Thursday, March 01, 2012

Unearned Income

Why we are so enamored with the idea of paid work? This is not about political preferences. The Right bangs on about welfare queens, the left proclaims the virtues of the working classes. Does anybody like idle people?

Strangely enough, as this article by Samuel Brittan shows, Hayek seems to have had no problem with them, or those of us who merely aspire to be completely idle some day.
Hayek went out of his way to praise the existence of the person of independent means, who was responsible for much of the innovation of the last few centuries -- whether in high culture, in the launch of good causes such as the anti-slavery campaign or the more mundane development of the art of living including a great variety of hobbies and sports which were afterwards taken up by the mass of the population.
At a time when you cannot open a business magazine without being forced to contemplate over-achieving businessmen who have no life outside of work, and when people actually seek out tips for sleeping less, as if sleep were some great conspiracy by Nature to prevent them from realizing their full potential, this is refreshing stuff.
Indeed Hayek went so far as to say that if there were no other way it would be better to grant an independent income to one householder in a hundred chosen by lots than not to have it at all.

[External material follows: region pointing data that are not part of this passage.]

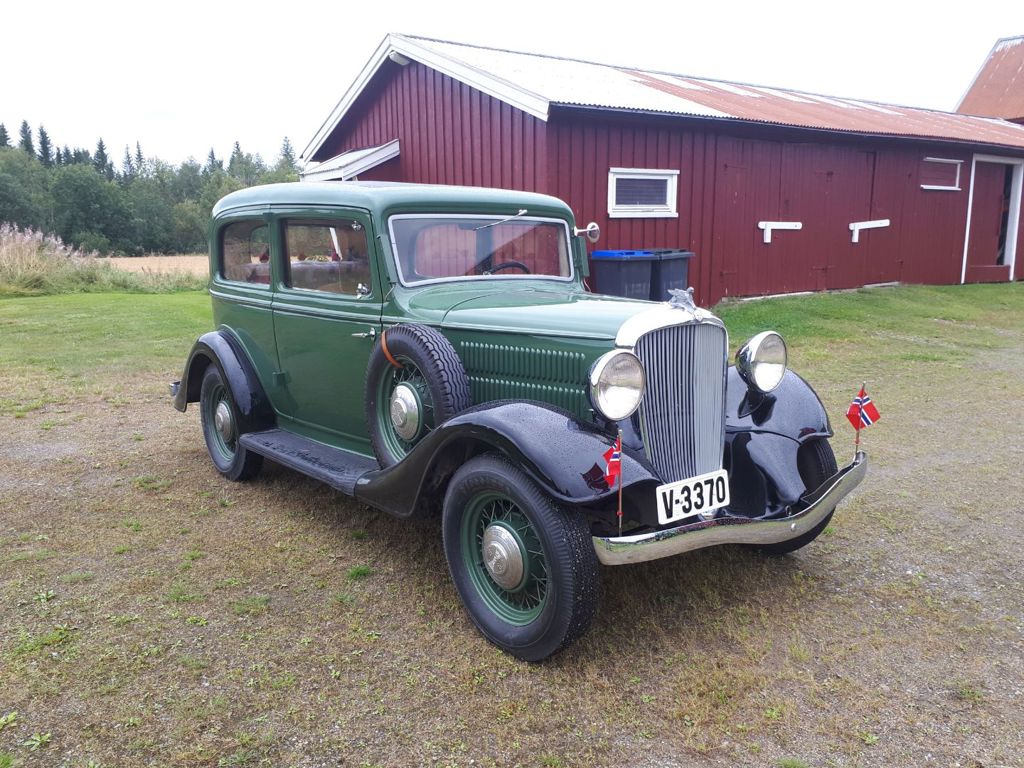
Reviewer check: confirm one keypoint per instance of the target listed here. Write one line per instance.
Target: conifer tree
(212, 164)
(287, 160)
(26, 138)
(101, 163)
(45, 147)
(127, 166)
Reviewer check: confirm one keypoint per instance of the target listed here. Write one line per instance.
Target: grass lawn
(154, 613)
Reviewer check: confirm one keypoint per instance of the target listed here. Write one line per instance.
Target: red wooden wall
(728, 183)
(730, 177)
(450, 133)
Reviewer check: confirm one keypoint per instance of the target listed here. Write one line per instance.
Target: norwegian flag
(862, 412)
(613, 462)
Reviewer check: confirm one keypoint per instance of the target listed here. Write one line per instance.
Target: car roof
(379, 196)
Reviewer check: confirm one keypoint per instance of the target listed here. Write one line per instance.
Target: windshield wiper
(522, 212)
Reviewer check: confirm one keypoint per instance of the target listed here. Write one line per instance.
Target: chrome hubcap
(406, 412)
(223, 422)
(502, 557)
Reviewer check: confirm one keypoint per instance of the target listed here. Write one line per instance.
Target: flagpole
(620, 482)
(860, 418)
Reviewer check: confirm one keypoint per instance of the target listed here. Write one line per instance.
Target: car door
(327, 313)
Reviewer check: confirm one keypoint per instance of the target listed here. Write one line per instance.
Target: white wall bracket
(767, 226)
(856, 226)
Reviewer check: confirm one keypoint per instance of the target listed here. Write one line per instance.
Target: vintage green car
(434, 349)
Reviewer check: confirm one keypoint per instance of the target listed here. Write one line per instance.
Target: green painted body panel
(519, 338)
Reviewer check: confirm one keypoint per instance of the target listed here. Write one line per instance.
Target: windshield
(454, 246)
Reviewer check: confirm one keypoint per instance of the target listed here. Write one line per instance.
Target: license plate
(694, 496)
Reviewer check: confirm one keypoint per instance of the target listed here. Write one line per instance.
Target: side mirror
(593, 231)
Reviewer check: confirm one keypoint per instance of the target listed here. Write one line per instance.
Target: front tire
(221, 429)
(524, 567)
(816, 463)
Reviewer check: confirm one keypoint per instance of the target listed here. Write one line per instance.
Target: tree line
(142, 206)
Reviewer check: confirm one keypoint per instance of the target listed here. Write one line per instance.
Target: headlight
(762, 360)
(616, 384)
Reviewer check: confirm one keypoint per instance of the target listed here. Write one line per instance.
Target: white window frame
(668, 210)
(947, 161)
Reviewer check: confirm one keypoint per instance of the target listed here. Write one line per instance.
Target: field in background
(153, 612)
(197, 264)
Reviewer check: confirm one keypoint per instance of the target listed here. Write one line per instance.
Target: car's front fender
(792, 410)
(563, 456)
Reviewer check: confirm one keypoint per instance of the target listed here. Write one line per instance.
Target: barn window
(642, 193)
(940, 173)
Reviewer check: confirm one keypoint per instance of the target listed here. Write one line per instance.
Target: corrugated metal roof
(569, 82)
(998, 88)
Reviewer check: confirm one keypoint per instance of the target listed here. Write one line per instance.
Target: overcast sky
(183, 77)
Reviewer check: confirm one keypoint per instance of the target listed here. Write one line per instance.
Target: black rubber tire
(231, 459)
(816, 463)
(445, 380)
(573, 590)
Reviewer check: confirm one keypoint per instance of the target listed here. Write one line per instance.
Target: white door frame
(1016, 187)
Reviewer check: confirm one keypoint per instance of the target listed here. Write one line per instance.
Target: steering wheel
(509, 265)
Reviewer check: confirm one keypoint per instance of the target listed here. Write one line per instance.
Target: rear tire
(220, 429)
(816, 463)
(524, 567)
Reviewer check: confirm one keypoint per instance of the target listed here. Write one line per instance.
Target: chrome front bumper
(730, 529)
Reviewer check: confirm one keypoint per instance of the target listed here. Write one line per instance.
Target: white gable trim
(501, 89)
(350, 164)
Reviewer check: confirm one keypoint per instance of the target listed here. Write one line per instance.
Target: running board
(339, 469)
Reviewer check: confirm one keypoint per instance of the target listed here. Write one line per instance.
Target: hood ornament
(682, 299)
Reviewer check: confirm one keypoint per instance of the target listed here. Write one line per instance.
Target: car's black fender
(792, 410)
(563, 456)
(223, 350)
(763, 434)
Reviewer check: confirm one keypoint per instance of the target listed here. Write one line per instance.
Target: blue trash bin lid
(624, 255)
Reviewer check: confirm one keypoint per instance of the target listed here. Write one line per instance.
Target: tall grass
(33, 264)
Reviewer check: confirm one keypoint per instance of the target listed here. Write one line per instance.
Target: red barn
(775, 190)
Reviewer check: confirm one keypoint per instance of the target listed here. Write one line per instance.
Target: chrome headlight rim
(598, 380)
(758, 361)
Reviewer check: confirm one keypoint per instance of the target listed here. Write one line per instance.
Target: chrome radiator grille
(682, 417)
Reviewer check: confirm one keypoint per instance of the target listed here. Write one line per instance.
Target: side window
(329, 256)
(245, 252)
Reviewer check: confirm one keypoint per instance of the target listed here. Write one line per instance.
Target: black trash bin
(623, 272)
(669, 272)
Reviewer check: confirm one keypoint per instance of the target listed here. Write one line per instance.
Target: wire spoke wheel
(221, 429)
(520, 600)
(524, 566)
(217, 414)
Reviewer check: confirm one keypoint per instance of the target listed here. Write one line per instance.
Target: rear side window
(245, 252)
(328, 255)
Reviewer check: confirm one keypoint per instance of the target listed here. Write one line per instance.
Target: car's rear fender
(223, 350)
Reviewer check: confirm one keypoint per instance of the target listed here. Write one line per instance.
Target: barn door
(825, 188)
(992, 219)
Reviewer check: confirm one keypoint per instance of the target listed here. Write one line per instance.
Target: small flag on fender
(862, 412)
(613, 462)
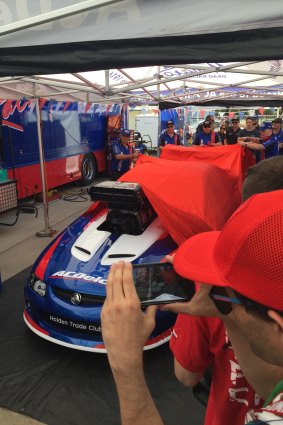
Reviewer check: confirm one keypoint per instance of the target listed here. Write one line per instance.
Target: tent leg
(47, 231)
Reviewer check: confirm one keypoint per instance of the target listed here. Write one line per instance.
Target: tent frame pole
(48, 231)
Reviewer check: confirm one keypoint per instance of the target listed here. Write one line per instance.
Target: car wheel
(88, 170)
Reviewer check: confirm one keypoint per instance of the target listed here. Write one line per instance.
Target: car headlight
(37, 285)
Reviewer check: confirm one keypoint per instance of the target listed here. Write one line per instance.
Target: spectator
(250, 274)
(253, 274)
(207, 118)
(233, 133)
(269, 142)
(255, 122)
(200, 342)
(278, 133)
(140, 147)
(249, 132)
(222, 132)
(123, 155)
(207, 137)
(169, 137)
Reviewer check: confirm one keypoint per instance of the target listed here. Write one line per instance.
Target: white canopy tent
(214, 52)
(257, 83)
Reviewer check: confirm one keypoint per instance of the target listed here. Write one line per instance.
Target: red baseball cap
(246, 255)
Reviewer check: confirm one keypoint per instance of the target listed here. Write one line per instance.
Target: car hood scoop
(126, 247)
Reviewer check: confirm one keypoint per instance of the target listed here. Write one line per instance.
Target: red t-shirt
(199, 342)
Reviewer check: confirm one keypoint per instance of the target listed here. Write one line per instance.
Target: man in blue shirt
(278, 133)
(268, 141)
(123, 154)
(169, 137)
(207, 136)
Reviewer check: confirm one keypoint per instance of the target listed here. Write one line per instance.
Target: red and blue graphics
(66, 288)
(74, 138)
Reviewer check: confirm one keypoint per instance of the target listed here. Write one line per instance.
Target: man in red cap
(242, 266)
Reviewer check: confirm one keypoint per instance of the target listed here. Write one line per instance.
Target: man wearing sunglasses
(207, 136)
(169, 137)
(243, 264)
(233, 132)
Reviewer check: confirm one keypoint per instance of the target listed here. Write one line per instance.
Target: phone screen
(158, 283)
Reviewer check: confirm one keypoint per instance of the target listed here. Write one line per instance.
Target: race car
(66, 287)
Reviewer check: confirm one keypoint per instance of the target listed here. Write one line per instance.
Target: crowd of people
(264, 141)
(234, 322)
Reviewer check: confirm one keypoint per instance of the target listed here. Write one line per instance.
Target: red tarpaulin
(193, 194)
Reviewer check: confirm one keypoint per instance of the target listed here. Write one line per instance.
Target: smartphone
(158, 283)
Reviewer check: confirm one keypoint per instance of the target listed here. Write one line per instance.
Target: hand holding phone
(158, 283)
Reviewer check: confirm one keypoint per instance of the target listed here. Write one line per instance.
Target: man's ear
(277, 318)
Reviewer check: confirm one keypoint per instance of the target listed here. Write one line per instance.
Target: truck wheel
(88, 170)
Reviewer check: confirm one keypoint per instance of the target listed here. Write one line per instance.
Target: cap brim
(194, 259)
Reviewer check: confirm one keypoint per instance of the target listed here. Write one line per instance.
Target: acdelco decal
(81, 276)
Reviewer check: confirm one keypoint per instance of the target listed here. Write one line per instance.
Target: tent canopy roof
(233, 57)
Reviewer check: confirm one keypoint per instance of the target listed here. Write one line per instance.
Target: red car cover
(192, 189)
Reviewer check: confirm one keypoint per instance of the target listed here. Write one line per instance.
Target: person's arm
(122, 156)
(125, 328)
(262, 376)
(190, 379)
(254, 146)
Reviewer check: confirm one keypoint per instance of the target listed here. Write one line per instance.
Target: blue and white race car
(66, 288)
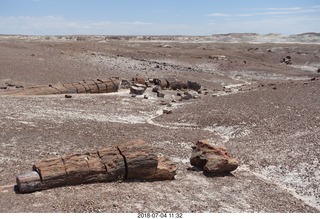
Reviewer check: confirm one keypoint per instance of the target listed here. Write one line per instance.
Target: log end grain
(29, 182)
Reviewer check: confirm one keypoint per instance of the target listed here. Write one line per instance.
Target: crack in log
(125, 162)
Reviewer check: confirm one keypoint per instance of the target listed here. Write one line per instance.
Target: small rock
(212, 160)
(137, 90)
(160, 94)
(156, 89)
(187, 96)
(194, 85)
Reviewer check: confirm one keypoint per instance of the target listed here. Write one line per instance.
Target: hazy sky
(158, 17)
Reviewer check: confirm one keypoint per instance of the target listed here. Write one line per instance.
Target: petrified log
(52, 172)
(140, 160)
(213, 160)
(29, 182)
(129, 161)
(85, 86)
(81, 169)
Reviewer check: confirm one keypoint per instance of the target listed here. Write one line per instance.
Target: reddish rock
(212, 160)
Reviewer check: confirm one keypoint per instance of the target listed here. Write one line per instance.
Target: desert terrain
(259, 99)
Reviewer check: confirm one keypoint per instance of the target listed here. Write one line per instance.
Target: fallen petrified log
(85, 86)
(174, 84)
(129, 161)
(212, 160)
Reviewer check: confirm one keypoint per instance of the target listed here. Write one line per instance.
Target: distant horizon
(133, 35)
(144, 17)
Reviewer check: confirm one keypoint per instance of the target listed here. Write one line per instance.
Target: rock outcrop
(133, 160)
(212, 160)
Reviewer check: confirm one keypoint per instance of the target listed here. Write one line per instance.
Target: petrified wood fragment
(52, 172)
(132, 160)
(85, 86)
(213, 160)
(140, 159)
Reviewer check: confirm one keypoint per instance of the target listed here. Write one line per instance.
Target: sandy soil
(266, 113)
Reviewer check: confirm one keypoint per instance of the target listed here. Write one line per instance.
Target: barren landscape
(259, 99)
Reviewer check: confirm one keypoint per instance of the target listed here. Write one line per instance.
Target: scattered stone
(163, 102)
(212, 160)
(194, 85)
(186, 96)
(134, 89)
(139, 80)
(160, 94)
(218, 57)
(287, 60)
(167, 111)
(125, 84)
(156, 89)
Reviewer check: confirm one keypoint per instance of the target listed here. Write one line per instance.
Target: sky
(158, 17)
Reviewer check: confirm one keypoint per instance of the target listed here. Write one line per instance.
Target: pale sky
(158, 17)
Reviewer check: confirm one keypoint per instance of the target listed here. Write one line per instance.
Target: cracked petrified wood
(85, 86)
(129, 161)
(212, 160)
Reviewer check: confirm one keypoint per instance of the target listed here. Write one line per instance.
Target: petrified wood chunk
(140, 160)
(114, 163)
(29, 182)
(81, 169)
(132, 160)
(213, 160)
(166, 169)
(52, 172)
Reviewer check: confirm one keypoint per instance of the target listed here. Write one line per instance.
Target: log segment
(85, 86)
(130, 161)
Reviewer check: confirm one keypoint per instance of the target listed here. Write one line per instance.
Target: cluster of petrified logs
(133, 160)
(129, 161)
(85, 86)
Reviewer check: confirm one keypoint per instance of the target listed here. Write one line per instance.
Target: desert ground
(259, 99)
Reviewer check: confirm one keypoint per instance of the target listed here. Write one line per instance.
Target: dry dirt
(266, 113)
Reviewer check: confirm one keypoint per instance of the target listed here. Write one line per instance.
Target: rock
(139, 80)
(134, 89)
(186, 96)
(212, 160)
(125, 84)
(155, 89)
(194, 85)
(166, 169)
(160, 94)
(29, 182)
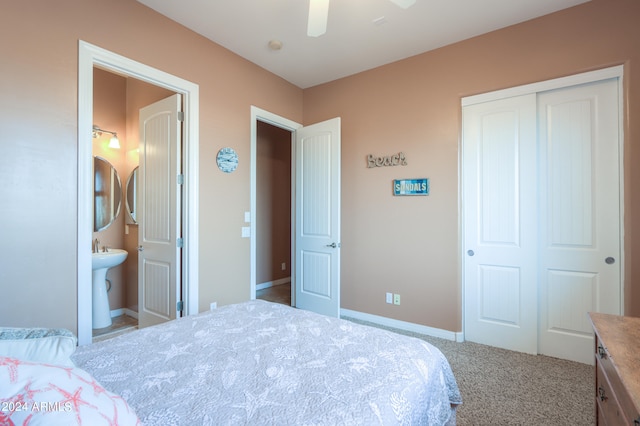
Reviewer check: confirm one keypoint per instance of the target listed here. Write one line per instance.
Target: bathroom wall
(109, 113)
(138, 95)
(117, 101)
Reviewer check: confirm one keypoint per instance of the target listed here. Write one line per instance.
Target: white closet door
(159, 212)
(499, 168)
(580, 216)
(317, 237)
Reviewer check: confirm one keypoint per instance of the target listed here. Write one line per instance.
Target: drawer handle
(602, 352)
(603, 397)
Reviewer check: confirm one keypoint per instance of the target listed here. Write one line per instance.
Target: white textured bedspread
(264, 363)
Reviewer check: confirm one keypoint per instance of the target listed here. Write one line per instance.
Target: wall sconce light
(114, 142)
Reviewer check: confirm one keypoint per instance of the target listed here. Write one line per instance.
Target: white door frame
(88, 57)
(258, 114)
(583, 78)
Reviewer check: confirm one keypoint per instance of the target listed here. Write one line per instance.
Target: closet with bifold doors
(541, 213)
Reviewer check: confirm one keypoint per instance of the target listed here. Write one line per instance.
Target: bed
(264, 363)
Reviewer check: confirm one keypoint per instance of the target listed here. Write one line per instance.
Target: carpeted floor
(501, 387)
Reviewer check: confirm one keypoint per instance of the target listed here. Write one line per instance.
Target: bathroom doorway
(91, 57)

In the 40 years and more since his Constitution of Liberty was published, productivity in the developed world has made great strides. Are we not now approaching a position where some non-wage income could be available not to one in a hundred but to all citizens?
As with so many other ideas, I first encountered the Citizen's Basic Income (CBI) in Chris Dillow's blog. Now that Europe is in crisis, it will be argued that a CBI is impossible there, but I don't think that is the case at all. The real obstacle is always going to be the ideology of work.